Okay so my parents are thinking of sending me to a boarding school in Kerala, India. I was born in the US and I still live here, but my parents were both born in India. I know I could learn a lot and be so well-rounded but I'm not sure if I'm mentally and emotionally prepared. After all, I'm almost 13... I barely know anything about India, even though I'm of Indian heritage. I don't know if I could handle moving to a country thousands of miles away, living independantly, in a dorm... I'm kinda stuck.

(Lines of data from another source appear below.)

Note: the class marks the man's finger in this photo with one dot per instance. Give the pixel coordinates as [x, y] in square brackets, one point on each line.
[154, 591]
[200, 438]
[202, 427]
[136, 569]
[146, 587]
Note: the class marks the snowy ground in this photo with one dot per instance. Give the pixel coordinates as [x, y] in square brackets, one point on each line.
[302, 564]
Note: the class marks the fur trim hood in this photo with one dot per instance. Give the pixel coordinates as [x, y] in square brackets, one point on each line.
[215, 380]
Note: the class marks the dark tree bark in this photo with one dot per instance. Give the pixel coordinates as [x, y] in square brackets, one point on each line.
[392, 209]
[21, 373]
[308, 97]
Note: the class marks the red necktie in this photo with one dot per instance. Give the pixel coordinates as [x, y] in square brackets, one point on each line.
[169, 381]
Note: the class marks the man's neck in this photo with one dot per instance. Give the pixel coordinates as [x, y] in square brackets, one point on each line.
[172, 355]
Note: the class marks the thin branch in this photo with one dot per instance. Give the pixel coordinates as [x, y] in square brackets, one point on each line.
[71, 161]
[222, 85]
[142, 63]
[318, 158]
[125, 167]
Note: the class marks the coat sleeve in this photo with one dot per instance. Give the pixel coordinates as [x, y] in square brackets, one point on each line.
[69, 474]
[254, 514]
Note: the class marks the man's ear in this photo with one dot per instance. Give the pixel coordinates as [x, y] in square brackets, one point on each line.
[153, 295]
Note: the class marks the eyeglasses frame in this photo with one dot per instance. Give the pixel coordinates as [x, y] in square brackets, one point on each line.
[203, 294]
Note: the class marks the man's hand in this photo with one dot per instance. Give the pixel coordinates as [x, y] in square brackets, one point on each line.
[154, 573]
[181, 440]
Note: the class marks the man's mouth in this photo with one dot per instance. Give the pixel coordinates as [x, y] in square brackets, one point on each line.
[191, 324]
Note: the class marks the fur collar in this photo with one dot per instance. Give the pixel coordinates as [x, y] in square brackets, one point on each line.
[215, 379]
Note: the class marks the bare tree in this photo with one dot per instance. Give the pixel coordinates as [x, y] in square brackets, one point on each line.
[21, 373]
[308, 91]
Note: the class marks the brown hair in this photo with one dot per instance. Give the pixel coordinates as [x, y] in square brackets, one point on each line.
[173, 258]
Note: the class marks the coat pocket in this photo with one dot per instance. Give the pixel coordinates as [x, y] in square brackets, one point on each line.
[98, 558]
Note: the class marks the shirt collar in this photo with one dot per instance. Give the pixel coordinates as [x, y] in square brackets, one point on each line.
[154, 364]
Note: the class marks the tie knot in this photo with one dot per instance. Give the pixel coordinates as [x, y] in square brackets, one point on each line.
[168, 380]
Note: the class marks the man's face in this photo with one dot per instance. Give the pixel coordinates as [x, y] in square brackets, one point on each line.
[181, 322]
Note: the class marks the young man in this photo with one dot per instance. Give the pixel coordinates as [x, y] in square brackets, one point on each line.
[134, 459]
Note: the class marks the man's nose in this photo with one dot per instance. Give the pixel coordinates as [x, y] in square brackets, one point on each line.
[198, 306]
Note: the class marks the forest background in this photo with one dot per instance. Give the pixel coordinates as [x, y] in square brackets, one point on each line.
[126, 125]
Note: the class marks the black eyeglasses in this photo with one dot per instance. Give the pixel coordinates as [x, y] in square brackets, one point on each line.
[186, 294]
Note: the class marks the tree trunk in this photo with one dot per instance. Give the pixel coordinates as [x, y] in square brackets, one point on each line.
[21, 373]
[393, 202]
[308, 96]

Do you think it'd be wise for me to go? Or should I wait til I'm older?
 
M

mystery_chick

Guest
I don't know if my advice is the best because my experience was the other way around and it's not as severe since my parents immigrated with me, but um... okay. I think at age 13, you're gonna need a lot of your friends support, I think it's to someone's best advantage to stay in one place during your teenage years because it's going to be what forms you, so I think shipping you off to a boarding school half way around the world (literally) is not the best idea. However, It might help you learn a lot more about your hertiage and your culture and you might even enjoy it. You're gonna have to list out your pros and cons becuase I highly doubt you'll have as much freedom as you do in America. ;)
--Mandy :angelic:
 

Natalia

Cadet
Aliasfan13 said:
Okay so my parents are thinking of sending me to a boarding school in Kerala, India. I was born in the US and I still live here, but my parents were both born in India. I know I could learn a lot and be so well-rounded but I'm not sure if I'm mentally and emotionally prepared. After all, I'm almost 13... I barely know anything about India, even though I'm of Indian heritage. I don't know if I could handle moving to a country thousands of miles away, living independantly, in a dorm... I'm kinda stuck.

Do you think it'd be wise for me to go? Or should I wait til I'm older?
[post="1279088"]<{POST_SNAPBACK}>[/post]​
Okay, I might upset some people here, but I would tell you it is the worst idea in the world to go.

I am not Indian, but my parents live in India, and I have spent a lot of time there, and have done a lot of travelling in Kerala. The standards of living in India - even for the rich people - are far below living standards in the West.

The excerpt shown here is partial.